Zanon,
The actionable part of Atkinson's empirical evaluation of Essence was this:
"In many ways, the Zu Essence is an underachiever, measurement-wise. But the surprise for me, when I auditioned it in AD's room, was how much of its measured misbehavior was not too audible, other than the rolled-off highs and the lack of impact in the lower midrange. I suspect that Zu's designer has carefully balanced the individual aspects of the Essence's design so that the musical result is greater than the sum of its often disappointingly-measuring parts.John Atkinson"
I don't have a 150Hz problem in my installation. "Lack of impact in the lower midrange" disappeared after months of use. The Zu FRD does need to be USED to fully realize its potential. I had a 60Hz anomaly -- what you call "freakiness," a term I expect to see Atkinson adopt in his empirical counterpoints -- that took awhile to learn how to tune out to the point of irrelevance. My Druids were early versions with the pleated-paper cone. I could hear meaningful changes in bass to mid-range performance in gap-height changes of less than 1/16" inch. Essentially the Druid's partial Griewe implementation delegated to the floor and the floor-plinth gap some of what functionally is fully handled in the enclosure and at the finger vent in Soul's full Griewe model.
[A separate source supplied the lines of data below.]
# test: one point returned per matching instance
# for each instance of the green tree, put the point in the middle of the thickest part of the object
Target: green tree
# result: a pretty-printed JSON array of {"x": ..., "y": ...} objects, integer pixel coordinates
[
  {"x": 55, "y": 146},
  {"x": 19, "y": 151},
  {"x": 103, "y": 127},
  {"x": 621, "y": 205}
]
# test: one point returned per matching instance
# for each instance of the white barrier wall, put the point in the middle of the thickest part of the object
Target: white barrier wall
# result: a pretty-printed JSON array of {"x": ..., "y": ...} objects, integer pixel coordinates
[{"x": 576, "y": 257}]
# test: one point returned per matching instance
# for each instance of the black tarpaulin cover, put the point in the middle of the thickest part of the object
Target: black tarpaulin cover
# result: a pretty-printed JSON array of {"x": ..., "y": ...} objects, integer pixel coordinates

On Druid, that floor-plinth gap forces trade-offs. Too high and the deeper bass you dialed in is euphonically fat. Too low and that definition and tautness you dialed in gives up some bass extension. The original pleated cone FRD was more Draconian in these trade-offs than the roll-edge cone of later versions. The 4-08 upgrade gave me more tunability, but in less space. The Zu-spec for floor gap on the older pleated cone was 2 CD jewel cases. For the newer roll-edge cone, it was 1. The increments for sound changes became minute, while the trade-offs were more elastic.
I never understood the claim that Druids have "no bass." My Druids system is on the narrow wall of a 21' x 12' space in an open plan house. The "back" of the space flows into the kitchen. A 38 Hz wave is just shy of 30 feet long. That sounds about right when I stand in my kitchen.
Last fall when Sean Casey visited for a Zu house party I hosted, he was listening to my Druids system and suddenly started rifling through a stack of magazines by the couch. He pulled out two identically thin issues of "American Photographer" and slid them under the center of the plinth, further modifying the gap after I had cranked the plinth studs all the way in. Magazines under, perfect. My 60Hz problem was for practical purposes gone, at least in my room, and I got more extension and definition in the bass region.
The Zu boys are very practical about finding the sweet spot in inevitable trade-offs between sound, target customer environments, manufacturability, economics. They know what sounds good in real world residential rooms and have delivered something that works well in the widest range of room, construction and system types of any speaker family I've used or had experience with in 40 years of spending my own money on audio. Few loudspeakers in home audio are universal but a Zu speaker, the BBC LS3/5a, and the original Quad electrostatic come far closer than most.